Мы продолжали шагать, еще несколько тысяч шагов, не иначе. Все молчали.
– Все, эта система больше не работает, – сказал Гудман. – Время прерывается когда угодно и как придется.
– Истории остаются, – утешила его Мириам. – По крайней мере, в памяти хранится их начало.
– Да, во всех подробностях, – сказал я. – Но не то, что происходит потом.
– Да прямо уж, что там происходит потом, – подколола Мириам.
– Эта система больше не работает, – повторил Гудман.
3. Корконуфф как-то там
Толстяк лавировал среди лежащих вповалку тел. Раза два или три споткнулся о чьи-то ноги. Коридор был узким, скудно освещенным. Почти все, даже толстяк, были одеты в полосатые хлопчатобумажные хламиды, от которых несло пылью, нескончаемыми скитаниями и нищенским пропитанием. В полутьме толстяку было трудно отличить ткань от плоти. Когда он на них наступал, лежащие толком не протестовали. Они постанывали, чтобы сообщить, что существуют и что им сделали больно, но с их губ не срывалось ничего хоть как-то похожего на фразу.
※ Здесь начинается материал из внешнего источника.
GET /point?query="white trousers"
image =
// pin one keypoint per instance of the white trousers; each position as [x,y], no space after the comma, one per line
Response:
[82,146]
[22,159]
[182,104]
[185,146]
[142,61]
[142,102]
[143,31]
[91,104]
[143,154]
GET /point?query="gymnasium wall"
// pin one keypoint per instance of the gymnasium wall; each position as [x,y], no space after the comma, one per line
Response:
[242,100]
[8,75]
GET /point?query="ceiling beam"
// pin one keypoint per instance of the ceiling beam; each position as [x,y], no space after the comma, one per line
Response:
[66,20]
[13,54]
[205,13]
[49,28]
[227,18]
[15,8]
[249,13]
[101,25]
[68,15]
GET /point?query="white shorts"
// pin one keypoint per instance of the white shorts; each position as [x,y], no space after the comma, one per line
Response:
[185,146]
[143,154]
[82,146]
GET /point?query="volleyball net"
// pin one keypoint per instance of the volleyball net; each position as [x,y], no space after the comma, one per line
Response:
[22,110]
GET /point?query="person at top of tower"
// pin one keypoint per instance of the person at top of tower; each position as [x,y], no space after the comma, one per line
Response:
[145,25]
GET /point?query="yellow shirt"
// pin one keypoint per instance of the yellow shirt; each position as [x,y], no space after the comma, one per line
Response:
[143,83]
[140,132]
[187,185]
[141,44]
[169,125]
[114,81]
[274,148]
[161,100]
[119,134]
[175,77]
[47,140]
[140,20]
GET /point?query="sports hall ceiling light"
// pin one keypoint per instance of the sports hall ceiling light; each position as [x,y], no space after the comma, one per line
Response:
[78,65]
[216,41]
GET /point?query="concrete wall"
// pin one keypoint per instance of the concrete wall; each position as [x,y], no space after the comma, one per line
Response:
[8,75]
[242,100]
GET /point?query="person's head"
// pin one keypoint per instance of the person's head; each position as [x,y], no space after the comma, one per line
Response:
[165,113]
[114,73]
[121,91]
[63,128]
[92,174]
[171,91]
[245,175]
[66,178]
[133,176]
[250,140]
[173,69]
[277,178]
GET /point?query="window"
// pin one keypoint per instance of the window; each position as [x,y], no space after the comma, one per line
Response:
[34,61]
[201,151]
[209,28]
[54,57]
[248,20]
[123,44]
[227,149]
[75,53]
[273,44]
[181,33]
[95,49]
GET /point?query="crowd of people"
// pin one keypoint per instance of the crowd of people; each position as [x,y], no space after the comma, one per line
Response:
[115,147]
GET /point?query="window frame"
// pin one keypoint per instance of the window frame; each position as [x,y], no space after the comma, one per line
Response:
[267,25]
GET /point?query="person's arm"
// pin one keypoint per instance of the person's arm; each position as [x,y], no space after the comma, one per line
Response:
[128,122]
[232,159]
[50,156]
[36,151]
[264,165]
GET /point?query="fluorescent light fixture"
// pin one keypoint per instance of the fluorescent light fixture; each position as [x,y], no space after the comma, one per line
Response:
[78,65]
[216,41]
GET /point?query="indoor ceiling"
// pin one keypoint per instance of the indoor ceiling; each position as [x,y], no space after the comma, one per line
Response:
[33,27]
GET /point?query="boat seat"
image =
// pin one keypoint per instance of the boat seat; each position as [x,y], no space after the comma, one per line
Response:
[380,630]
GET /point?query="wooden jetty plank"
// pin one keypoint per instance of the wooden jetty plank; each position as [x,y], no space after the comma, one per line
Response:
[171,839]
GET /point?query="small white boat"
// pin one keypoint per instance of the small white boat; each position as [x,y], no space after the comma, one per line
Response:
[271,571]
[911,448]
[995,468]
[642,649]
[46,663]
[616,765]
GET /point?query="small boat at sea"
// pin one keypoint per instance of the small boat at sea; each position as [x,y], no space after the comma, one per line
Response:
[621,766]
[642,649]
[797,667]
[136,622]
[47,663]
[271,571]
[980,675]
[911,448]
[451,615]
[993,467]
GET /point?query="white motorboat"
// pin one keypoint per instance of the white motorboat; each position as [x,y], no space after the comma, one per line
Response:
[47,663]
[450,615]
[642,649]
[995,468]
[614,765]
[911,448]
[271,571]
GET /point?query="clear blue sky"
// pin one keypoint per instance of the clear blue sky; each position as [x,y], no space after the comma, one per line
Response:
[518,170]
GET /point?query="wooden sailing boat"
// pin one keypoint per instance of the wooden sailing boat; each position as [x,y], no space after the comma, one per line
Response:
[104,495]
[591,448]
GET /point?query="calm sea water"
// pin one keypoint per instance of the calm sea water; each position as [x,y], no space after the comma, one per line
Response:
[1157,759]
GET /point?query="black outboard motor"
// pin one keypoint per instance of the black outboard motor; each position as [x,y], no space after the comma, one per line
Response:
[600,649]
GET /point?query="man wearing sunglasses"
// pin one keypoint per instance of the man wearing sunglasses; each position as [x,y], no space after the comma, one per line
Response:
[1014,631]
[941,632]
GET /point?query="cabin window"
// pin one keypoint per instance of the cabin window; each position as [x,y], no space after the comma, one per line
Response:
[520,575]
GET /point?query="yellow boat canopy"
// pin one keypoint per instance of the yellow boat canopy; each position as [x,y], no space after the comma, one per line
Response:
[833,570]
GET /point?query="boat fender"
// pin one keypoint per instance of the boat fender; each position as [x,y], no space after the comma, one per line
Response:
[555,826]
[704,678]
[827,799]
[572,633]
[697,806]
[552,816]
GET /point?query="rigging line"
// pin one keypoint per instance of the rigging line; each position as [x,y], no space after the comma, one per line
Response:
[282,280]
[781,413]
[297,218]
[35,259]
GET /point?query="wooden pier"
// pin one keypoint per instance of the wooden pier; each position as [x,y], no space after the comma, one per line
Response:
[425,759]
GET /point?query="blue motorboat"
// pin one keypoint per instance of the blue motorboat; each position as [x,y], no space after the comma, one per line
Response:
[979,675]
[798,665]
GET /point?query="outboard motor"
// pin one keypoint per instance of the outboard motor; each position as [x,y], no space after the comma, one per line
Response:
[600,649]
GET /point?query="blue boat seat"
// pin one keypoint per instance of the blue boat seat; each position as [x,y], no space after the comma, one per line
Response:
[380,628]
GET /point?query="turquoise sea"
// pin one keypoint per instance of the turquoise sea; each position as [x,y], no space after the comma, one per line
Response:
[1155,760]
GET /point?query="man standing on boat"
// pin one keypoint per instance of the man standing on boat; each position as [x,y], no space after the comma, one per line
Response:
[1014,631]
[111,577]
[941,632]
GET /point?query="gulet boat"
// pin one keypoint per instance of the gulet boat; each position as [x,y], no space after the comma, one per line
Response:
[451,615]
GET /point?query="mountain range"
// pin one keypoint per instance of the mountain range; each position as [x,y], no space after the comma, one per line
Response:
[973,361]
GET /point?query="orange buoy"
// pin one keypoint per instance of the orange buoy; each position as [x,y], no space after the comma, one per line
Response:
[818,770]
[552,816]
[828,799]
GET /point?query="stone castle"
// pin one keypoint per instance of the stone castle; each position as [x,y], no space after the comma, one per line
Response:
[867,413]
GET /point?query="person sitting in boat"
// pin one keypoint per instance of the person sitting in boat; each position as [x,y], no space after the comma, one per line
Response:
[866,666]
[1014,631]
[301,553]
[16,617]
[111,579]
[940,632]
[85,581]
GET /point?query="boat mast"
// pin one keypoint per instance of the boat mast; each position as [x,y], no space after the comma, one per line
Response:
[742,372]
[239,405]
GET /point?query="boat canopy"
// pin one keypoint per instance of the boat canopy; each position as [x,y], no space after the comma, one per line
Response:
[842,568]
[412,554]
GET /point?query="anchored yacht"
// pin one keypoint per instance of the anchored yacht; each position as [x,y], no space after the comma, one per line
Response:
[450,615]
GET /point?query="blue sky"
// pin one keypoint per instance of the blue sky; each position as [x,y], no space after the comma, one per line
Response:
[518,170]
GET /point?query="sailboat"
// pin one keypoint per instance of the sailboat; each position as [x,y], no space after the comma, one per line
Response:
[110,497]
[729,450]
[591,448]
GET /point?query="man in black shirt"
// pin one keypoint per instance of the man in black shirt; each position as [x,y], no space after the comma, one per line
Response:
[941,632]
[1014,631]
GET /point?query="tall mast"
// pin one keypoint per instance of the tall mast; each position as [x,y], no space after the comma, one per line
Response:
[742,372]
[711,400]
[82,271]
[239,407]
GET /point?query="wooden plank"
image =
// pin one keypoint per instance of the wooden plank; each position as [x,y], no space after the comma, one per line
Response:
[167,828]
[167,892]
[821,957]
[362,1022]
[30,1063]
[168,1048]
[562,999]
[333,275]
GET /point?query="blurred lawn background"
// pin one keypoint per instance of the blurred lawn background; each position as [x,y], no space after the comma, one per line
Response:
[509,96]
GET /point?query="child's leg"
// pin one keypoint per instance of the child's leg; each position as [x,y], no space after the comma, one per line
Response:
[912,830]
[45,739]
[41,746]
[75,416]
Толстяк прошел вдоль всего коридора, толкнул меня носком ноги, остановился перед дверью и испустил вздох, будто последние полминуты сдерживал дыхание. У него были лоснящиеся волосы цвета воронова крыла, лицо усеивали капельки пота. Я приподнялся, опершись на локоть, чтобы к нему присмотреться, и теперь видел его во всех подробностях. По его голым икрам тоже тек пот. Ноги в сандалиях были покрыты пятнами грязи. От него пахло пряной пищей, куриной кровью, луком. Он пригладил волосы и постучал, когда чей-то голос дал ему разрешение, повернул дверную ручку, с некоторой настороженностью вошел внутрь и закрыл за собой дверь. Я успел заметить дневной свет в большой комнате. Затем нас снова окружила полутьма.